The right to privacy in the U.S. has always been difficult to define because it was never clearly and explicitly articulated in the Constitution. According to Justice William O. Douglas in 1965, we are all entitled to a "zone of privacy" because of a "penumbra" that lies somewhere within the wording of the First, Fourth and Fifth amendments to the Constitution. However, the extent of that zone remains a moving target and is inconsistently applied as public officials and celebrities alike can testify. The penumbra shades some more than others.
In very general terms, for the past century the U.S. courts have operated under the principle that the right to privacy is tantamount to the "right to be left alone." Everyday experience confirms that this right certainly isn't absolute. Some of us cannot get through a meal without telemarketers invading our privacy. Many of us get spammed continuously by unscrupulous mass-marketers who view email as an invitation to electronically invade our personal computing space. In my town, our user-friendly Post Office provides direct mail dumpsters near the exits that are filled to capacity most of the day with discarded junk mail that should never have been deposited in the P.O. boxes in the first place. We are pestered in the airports by those representing causes and needs, real or imagined. Individual's names and likenesses routinely appear on Websites without their permission. In fact, URLs containing celebrity names that have no connection at all with the celebrity abound. In recent years it has become something of a game to sell (perhaps extort would be more accurate) registered domain names to the individual whose name appears within. A minor typo or confusion can easily misdirect the unprepared surfer from an innocuous business or government site into a porn site. Whether in the comfort of our home or office, or in a public place, assaults on our privacy are continuous and unrelenting. But the worst is yet to come.
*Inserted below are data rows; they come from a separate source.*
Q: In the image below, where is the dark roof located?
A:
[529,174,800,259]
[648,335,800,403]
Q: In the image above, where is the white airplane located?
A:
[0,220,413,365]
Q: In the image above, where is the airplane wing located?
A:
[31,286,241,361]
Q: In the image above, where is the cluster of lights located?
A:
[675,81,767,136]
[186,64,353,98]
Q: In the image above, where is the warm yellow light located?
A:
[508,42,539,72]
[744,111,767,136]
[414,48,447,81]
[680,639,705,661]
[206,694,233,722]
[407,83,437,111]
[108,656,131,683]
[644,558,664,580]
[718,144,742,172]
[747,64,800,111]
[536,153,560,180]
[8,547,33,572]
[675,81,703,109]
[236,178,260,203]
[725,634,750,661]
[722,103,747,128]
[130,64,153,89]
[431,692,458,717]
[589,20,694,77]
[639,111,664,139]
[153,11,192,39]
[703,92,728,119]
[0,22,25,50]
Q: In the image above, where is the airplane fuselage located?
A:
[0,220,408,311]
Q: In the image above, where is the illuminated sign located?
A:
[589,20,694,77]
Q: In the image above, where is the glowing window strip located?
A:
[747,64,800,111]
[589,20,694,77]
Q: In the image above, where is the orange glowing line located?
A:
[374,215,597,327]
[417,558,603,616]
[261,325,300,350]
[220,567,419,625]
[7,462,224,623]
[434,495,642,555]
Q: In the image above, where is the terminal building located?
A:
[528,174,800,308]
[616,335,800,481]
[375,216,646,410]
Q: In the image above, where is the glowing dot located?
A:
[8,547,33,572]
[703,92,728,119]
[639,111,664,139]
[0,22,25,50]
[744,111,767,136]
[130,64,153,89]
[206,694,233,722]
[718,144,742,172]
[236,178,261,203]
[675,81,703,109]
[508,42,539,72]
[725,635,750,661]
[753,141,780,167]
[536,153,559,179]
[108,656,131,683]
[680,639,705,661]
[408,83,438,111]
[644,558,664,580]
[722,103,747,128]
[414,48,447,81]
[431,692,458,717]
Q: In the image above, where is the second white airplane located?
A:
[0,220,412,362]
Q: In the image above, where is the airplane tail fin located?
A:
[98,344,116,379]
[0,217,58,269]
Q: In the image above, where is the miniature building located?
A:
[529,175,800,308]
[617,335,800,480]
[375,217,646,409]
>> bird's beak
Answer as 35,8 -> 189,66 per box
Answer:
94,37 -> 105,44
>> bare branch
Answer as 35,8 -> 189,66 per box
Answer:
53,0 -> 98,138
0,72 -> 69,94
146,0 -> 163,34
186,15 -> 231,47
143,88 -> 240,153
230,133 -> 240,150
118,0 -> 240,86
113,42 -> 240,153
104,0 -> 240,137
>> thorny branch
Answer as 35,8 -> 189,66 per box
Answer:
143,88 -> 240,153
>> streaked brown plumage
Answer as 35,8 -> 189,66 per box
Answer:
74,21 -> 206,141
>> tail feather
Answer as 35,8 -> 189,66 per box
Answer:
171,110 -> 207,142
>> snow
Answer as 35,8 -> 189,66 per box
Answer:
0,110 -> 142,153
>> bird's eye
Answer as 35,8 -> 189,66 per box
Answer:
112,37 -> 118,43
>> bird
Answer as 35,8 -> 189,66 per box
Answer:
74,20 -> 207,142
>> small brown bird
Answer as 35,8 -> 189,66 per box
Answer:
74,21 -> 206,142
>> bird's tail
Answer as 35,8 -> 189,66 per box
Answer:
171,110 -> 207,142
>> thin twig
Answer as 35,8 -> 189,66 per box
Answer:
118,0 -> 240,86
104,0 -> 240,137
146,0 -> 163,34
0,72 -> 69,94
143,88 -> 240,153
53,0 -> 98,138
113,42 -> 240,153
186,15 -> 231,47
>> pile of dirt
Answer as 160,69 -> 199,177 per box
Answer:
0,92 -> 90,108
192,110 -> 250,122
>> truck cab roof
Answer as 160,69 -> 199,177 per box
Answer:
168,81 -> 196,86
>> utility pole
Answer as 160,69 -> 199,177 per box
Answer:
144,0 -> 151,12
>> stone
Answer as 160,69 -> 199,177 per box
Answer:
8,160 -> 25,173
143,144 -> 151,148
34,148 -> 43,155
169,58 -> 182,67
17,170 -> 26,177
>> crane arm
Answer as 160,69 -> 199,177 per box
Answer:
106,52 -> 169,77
The metaphor of electronic auditorium is appropriate here because modern networking technology is slowly but surely transforming our heretofore private sanctuaries into public forums. And Email started this trend.
I reflected on Email some years ago in an article entitled "Email: the Good, the Bad and the Ugly" (http://www.acm.org/~hlb/col-edit/digital_village/apr-97/dv_4-97.html). My observations remain true today. While Email is indispensable for most of us, the convenience is not without penalty. This time manager's dream that enables us to schedule our own communication interrupts, easily dismiss geographical transmission delays, integrate seamlessly into our digital desktops, and sets the standard for interpersonal though not-in-person communication, has some nasty side effects. For one, it's ubiquitous, no-cost, ease-of-use actually encourages abuse. It should be remembered that terms like "spamming," "Email bombing," and "flaming" entered our vocabulary through the use of Email. But even more innocuous applications of email have unfortunate consequences. The collective streams of consciousness from our well-intentioned friends and associates can by themselves easily exceed our personal bandwidths. Email by its very nature is enticing to the point of communication exhaustion among participants. And this is not to mention the more pernicious aspects of email, such as embedded and attached viruses and ill-behaved or malevolent executable attachments.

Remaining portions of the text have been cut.